Suppose we have n word types, then creating our bag of words model requires estimating O(n) probabilities. This is much smaller than the full conditional probability table which has $$2^n$$ entries. The big problem with too many parameters is having enough training data to estimate them reliably. (I said this last lecture but it deserves a repeat.)

Gender classification example

A Quantitative Analysis of Lexical Differences Between Genders in Telephone Conversations Constantinos Boulis and Mari Ostendorf, ACL 2005

Fisher corpus of more than 16,000 transcribed telephone conversations (about 10 minutes each). Speakers were told what subject to discuss. Can we determine gender of the speaker from what words they used?

Most frequent words in any spoken corpus are very common words that are usually ignored in estimation, called "stop words." These include

• function words: the, a, you, in,....
• fillers: um, uh, I mean, so, ...
• backchannel: uh-uh, yeah

Stop words are often omitted in classification, because they don't tell us much about the topic. However, this is task dependent. Stop words can provide useful information about the speaker's mental state, relation to the listener, etc. See James Pennebaker "The secret life of pronouns".

Words most useful for discriminating speaker's gender (i.e. used much more by men than women or vice versa)
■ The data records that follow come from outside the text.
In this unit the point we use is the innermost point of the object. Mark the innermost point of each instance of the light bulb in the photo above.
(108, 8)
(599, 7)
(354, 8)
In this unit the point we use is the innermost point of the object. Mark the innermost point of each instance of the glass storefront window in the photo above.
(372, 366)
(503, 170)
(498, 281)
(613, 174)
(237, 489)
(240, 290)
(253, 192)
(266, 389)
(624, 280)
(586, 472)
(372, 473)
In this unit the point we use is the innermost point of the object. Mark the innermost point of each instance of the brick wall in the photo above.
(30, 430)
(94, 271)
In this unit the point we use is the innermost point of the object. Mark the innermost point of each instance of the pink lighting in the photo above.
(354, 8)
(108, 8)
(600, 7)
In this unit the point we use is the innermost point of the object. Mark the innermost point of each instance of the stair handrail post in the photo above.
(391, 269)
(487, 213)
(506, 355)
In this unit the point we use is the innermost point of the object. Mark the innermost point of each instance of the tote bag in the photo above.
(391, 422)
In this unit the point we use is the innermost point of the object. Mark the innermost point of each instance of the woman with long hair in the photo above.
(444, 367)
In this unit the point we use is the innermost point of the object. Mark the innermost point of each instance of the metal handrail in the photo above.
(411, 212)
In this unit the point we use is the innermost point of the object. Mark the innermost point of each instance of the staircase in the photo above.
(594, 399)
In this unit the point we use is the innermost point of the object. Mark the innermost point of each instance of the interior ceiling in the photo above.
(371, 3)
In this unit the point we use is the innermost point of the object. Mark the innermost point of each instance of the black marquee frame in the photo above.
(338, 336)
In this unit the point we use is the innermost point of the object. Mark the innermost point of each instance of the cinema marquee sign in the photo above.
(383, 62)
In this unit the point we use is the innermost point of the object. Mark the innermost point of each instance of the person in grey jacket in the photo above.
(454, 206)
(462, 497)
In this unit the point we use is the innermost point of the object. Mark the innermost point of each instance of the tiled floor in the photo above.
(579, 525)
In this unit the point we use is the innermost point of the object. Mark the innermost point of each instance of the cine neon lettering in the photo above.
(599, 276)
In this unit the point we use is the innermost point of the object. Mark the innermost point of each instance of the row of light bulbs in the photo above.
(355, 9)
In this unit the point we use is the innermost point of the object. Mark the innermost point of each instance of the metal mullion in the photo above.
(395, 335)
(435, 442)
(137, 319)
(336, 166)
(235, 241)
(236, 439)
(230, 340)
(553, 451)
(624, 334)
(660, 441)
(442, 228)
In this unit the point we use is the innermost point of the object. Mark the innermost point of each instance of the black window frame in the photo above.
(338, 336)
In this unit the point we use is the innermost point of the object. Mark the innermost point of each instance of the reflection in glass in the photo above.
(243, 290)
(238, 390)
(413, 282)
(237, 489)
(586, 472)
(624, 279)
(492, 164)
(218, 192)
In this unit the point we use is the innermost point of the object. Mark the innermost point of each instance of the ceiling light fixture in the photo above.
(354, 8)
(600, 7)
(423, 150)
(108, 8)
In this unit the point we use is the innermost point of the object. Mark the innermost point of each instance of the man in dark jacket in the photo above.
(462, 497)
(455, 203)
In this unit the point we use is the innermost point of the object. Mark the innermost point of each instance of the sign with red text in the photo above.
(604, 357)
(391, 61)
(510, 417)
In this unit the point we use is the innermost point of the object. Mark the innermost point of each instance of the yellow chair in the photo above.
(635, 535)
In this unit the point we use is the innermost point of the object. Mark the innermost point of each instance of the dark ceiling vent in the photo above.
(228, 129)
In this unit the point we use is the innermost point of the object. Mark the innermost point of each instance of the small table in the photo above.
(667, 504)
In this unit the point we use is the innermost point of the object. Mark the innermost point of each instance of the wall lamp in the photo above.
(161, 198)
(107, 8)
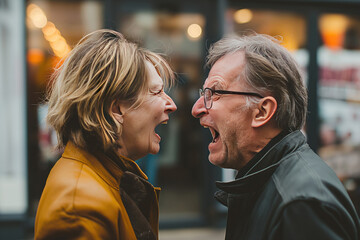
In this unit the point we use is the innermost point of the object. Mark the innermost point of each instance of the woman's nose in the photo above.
(199, 108)
(170, 105)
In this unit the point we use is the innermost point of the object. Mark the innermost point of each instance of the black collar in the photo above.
(264, 163)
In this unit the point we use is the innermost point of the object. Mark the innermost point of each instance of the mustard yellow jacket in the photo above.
(89, 198)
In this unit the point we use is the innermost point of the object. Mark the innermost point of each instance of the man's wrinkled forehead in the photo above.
(226, 70)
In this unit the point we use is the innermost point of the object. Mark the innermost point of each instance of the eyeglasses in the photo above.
(208, 93)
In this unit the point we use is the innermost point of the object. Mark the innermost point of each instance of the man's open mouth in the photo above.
(215, 134)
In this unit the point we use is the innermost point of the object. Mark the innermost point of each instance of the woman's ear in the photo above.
(116, 111)
(265, 110)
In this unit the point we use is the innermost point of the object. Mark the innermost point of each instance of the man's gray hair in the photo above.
(270, 70)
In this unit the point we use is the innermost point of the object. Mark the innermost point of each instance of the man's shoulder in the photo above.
(304, 175)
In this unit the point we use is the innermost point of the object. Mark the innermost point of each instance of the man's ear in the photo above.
(117, 111)
(265, 110)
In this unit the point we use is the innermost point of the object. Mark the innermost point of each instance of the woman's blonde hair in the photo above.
(103, 68)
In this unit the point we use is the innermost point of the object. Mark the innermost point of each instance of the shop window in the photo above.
(339, 93)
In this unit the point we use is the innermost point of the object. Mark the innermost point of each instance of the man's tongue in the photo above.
(215, 137)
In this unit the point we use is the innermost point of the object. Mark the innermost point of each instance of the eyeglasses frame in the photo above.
(202, 94)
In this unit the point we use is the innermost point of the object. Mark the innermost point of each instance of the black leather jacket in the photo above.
(288, 193)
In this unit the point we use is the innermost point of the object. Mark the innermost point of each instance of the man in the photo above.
(254, 103)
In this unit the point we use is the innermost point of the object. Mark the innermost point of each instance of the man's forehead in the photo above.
(226, 70)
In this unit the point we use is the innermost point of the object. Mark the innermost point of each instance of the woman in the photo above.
(106, 100)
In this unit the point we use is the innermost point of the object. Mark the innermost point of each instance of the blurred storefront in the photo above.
(323, 36)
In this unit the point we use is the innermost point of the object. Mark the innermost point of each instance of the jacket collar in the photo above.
(105, 167)
(264, 166)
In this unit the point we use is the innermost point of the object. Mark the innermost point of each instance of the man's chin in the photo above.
(217, 161)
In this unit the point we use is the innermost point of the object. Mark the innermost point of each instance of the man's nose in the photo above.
(199, 108)
(170, 105)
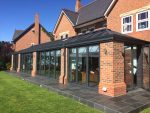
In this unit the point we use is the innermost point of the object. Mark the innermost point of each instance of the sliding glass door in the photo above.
(84, 65)
(48, 63)
(130, 67)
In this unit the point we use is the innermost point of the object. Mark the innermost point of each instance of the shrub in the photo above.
(8, 66)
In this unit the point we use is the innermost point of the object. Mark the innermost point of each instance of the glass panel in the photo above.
(82, 56)
(47, 62)
(143, 15)
(143, 25)
(93, 65)
(42, 63)
(127, 20)
(94, 49)
(73, 65)
(58, 63)
(128, 64)
(131, 67)
(38, 62)
(52, 64)
(146, 74)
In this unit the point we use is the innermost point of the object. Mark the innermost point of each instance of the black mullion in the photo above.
(149, 66)
(55, 64)
(99, 65)
(132, 66)
(77, 56)
(69, 68)
(49, 63)
(45, 63)
(87, 66)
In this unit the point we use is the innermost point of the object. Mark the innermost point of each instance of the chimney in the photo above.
(37, 28)
(78, 5)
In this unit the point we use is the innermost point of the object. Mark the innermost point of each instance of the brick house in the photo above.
(103, 44)
(35, 34)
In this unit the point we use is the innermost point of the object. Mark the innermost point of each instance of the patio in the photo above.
(135, 101)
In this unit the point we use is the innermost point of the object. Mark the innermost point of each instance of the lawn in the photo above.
(146, 111)
(18, 96)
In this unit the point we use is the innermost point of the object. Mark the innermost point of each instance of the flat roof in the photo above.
(91, 38)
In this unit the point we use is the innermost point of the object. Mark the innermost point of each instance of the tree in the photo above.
(5, 54)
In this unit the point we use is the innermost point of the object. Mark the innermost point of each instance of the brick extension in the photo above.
(112, 69)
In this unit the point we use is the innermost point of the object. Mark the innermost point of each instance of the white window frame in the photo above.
(63, 34)
(122, 25)
(137, 21)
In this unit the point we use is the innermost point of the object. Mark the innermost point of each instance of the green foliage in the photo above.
(18, 96)
(48, 34)
(146, 111)
(8, 66)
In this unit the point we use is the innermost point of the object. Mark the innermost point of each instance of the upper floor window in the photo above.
(84, 30)
(64, 36)
(127, 24)
(92, 28)
(143, 21)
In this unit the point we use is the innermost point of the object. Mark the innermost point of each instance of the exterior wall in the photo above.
(26, 40)
(29, 38)
(34, 70)
(112, 69)
(97, 26)
(44, 37)
(124, 6)
(64, 26)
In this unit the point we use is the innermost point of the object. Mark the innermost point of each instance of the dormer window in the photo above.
(32, 44)
(83, 30)
(91, 28)
(64, 35)
(127, 24)
(143, 21)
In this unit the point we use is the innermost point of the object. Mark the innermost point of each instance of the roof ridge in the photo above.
(70, 10)
(88, 4)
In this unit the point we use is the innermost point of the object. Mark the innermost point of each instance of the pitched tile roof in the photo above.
(17, 33)
(91, 38)
(71, 15)
(93, 11)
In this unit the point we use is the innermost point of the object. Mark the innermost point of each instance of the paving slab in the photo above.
(134, 102)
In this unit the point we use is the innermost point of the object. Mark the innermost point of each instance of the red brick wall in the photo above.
(44, 37)
(112, 69)
(26, 40)
(146, 79)
(30, 37)
(64, 26)
(123, 6)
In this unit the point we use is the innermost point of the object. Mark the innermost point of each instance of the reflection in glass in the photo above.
(47, 62)
(130, 66)
(58, 63)
(52, 64)
(42, 63)
(82, 56)
(93, 65)
(73, 65)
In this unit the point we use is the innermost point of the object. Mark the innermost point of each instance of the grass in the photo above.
(146, 111)
(18, 96)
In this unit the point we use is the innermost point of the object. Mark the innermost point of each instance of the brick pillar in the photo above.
(12, 62)
(34, 69)
(66, 68)
(19, 59)
(62, 71)
(112, 69)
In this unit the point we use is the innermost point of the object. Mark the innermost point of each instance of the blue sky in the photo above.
(19, 14)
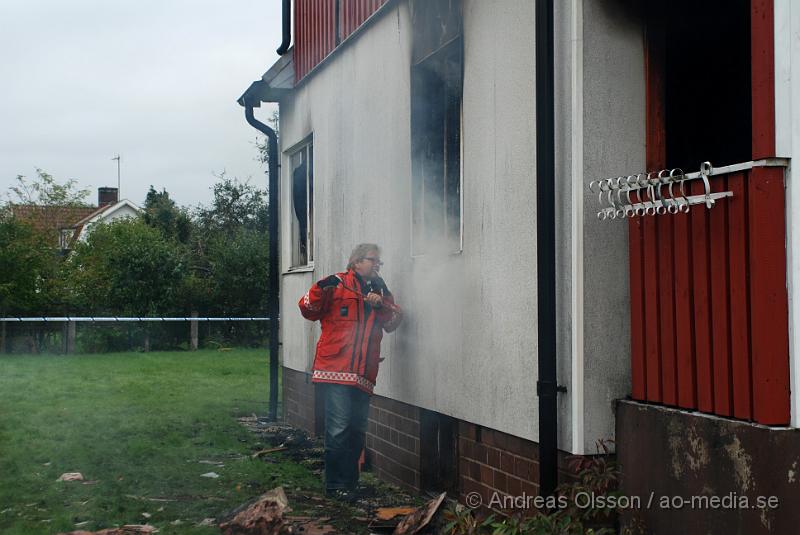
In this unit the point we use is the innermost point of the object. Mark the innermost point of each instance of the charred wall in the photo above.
(667, 453)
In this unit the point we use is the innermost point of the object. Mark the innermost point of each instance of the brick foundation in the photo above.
(399, 438)
(393, 442)
(301, 407)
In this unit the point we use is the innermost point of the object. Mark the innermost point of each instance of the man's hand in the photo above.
(375, 300)
(329, 283)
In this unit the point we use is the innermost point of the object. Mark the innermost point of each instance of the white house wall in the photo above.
(468, 346)
(613, 145)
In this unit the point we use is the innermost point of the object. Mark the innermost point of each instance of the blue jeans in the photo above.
(346, 411)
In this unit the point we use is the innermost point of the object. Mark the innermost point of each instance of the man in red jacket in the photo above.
(354, 308)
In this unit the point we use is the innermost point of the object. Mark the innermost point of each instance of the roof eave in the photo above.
(275, 84)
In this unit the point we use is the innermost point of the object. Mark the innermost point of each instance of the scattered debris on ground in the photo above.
(70, 476)
(416, 521)
(379, 507)
(128, 529)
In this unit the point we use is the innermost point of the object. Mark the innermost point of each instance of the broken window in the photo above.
(301, 165)
(436, 96)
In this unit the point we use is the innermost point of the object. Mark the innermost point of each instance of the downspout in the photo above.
(287, 28)
(546, 386)
(272, 275)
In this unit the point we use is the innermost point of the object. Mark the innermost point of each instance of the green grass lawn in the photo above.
(137, 426)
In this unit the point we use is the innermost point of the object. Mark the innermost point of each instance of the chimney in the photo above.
(106, 196)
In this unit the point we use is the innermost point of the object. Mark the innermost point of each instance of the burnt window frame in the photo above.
(437, 158)
(296, 260)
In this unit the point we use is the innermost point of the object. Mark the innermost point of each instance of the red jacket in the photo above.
(348, 351)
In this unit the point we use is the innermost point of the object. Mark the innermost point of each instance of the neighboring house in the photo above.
(411, 123)
(70, 224)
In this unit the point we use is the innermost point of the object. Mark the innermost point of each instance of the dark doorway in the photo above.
(699, 75)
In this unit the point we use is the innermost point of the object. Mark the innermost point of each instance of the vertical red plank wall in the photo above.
(315, 33)
(709, 309)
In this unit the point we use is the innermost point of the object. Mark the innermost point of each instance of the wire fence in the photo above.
(88, 334)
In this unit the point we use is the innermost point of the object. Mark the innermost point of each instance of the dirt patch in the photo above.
(311, 510)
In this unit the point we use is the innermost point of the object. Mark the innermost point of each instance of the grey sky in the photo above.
(153, 80)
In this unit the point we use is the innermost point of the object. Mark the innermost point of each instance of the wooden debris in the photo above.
(263, 517)
(270, 450)
(70, 476)
(417, 520)
(128, 529)
(388, 513)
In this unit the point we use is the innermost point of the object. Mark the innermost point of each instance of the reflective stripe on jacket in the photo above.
(348, 351)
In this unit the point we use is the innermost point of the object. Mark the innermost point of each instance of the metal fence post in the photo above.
(193, 332)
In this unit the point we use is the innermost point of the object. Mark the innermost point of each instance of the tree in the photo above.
(162, 213)
(44, 190)
(27, 268)
(126, 267)
(235, 205)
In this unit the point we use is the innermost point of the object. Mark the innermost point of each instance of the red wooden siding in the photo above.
(317, 32)
(709, 309)
(709, 306)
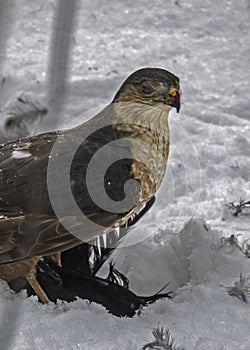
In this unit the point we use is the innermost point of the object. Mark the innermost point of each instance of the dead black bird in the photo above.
(51, 199)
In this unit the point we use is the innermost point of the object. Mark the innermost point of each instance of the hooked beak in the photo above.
(173, 99)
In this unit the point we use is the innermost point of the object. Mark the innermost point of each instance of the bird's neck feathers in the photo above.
(137, 113)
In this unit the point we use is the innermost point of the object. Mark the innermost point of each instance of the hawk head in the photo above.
(151, 86)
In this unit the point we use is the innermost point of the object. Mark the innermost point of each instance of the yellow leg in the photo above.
(31, 278)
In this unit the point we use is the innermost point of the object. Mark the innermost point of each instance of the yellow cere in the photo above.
(173, 92)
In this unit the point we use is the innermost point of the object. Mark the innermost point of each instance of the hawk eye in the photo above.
(147, 89)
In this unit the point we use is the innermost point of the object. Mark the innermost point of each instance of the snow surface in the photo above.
(207, 44)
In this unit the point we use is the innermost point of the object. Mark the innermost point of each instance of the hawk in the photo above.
(61, 188)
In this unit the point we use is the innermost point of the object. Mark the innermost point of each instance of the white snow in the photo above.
(207, 44)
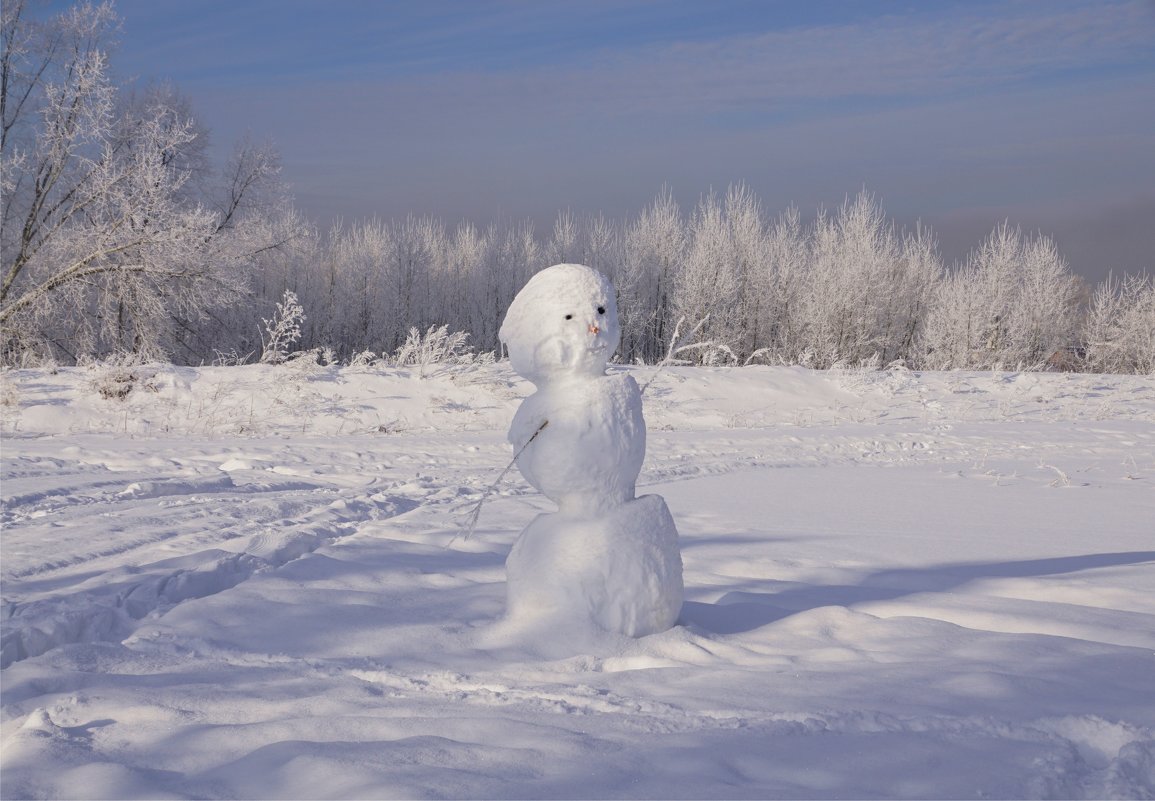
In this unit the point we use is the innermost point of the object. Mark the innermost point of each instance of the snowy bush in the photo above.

• men dude [expletive] [expletive] wife wife's matt steve bass ben [expletive]
• women husband husband's refunding goodness boyfriend coupons crafts linda gosh cute

This paper compares the accuracy of Naive Bayes to that of an SVM classifier, which is a more sophisticated classification technique.

• Naive Bayes 83%
• SVM 88.6%

The more sophisticated classifier makes an improvement, but not a dramatic one.